Samedi 16 février 2019

Bienheureuse Philippa Mareri

Ermite dans la montagne (✝ 1236)

La clef du bonheur

    Dieu veut lui-même être seul et absolument notre bien. C’est ce qu’il désire, ce qu’il recherche et s’applique totalement à pouvoir l’être et à le devenir. Là résident ses plus grandes délices et sa joie, et plus il en est ainsi, plus ses délices et sa joie sont grandes.

     Laisse faire Dieu et sois en paix. Car dans la mesure où tu es en Dieu, tu es en paix. Dans la mesure où tu es loin de Dieu, tu n’es pas en paix. Ce qui n’est qu’en Dieu a la paix : autant en Dieu, autant en paix. A quel point tu es en Dieu ou non, reconnais-le au fait que tu as ou non la paix. Si tu n’as pas la paix, il faut nécessairement qu’il en soit ainsi, car l’absence de paix vient de la créature, non pas de Dieu. De même il n’y a en Dieu rien qui soit à craindre ; tout ce qui est en Dieu ne peut qu’être aimé. De même il n’y a rien de lui qui doive rendre triste.
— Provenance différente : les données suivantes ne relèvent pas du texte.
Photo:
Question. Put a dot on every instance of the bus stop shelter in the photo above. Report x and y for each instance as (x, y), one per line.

    Celui qui a tout ce qu’il veut et ce qu’il désire, possède la joie ; mais nul ne la possède que celui dont la volonté est totalement unie à celle de Dieu. Que Dieu nous accorde cette union ! Amen.
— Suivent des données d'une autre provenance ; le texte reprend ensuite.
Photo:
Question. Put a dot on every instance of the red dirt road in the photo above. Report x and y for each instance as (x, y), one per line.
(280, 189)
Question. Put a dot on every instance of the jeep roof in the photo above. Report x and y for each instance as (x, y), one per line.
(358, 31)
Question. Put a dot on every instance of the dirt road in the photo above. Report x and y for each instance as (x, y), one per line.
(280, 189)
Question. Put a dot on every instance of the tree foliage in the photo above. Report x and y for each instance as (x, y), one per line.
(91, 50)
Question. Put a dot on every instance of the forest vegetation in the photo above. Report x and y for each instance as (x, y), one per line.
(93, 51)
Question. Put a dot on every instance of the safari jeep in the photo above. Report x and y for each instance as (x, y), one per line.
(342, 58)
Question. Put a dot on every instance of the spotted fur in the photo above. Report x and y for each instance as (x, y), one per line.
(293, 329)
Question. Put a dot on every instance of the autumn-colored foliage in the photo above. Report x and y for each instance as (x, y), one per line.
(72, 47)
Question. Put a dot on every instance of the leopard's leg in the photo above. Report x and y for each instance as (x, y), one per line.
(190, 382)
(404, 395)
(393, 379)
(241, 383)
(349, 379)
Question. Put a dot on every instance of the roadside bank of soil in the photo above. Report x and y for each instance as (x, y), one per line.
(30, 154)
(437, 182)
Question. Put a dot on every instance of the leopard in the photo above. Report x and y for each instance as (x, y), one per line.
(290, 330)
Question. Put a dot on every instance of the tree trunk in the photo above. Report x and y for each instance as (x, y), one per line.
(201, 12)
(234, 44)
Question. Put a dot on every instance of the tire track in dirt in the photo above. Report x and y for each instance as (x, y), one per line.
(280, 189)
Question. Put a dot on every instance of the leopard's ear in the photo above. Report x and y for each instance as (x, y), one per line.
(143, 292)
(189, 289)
Maître Eckhart (1260-1328), Instructions spirituelles, XXIII

MÉDITER :

    «Obtenir le bonheur de la vie éternelle» : au fond c’est la seule chose qui compte. Mais qu’est-ce que le bonheur ? Il est de posséder Dieu. Nous sommes créés pour cela et nous ne serons pas en paix à moins de cela.

    Du côté de Dieu tout est prêt : il n’est Dieu que pour notre bonheur : «il n’y a rien de lui qui doive rendre triste.» De notre côté, tout sera prêt quand notre volonté «sera totalement unie à celle de Dieu.» Toute la pédagogie de l’Avent nous aura été cet apprentissage de «laisser faire Dieu». Le ciel ne se conquiert pas, il se reçoit.

 

L'Auteur :

Maître Eckhart (1260-1328)

   Né Thuringe dans une famille de petite noblesse, Ec­khart entre chez les dominicains d’Erfurt. Il étudie à Colo­gne, où règne l’influence d’Albert le Grand († 1280), puis Paris, où règne celle de Thomas d’Aquin († 1274). Il revient enseigner à Erfurt, puis à Paris, avant d’en être expulsé par Philippe le Bel comme tous les religieux qui refusaient son appel au Concile contre le Pape.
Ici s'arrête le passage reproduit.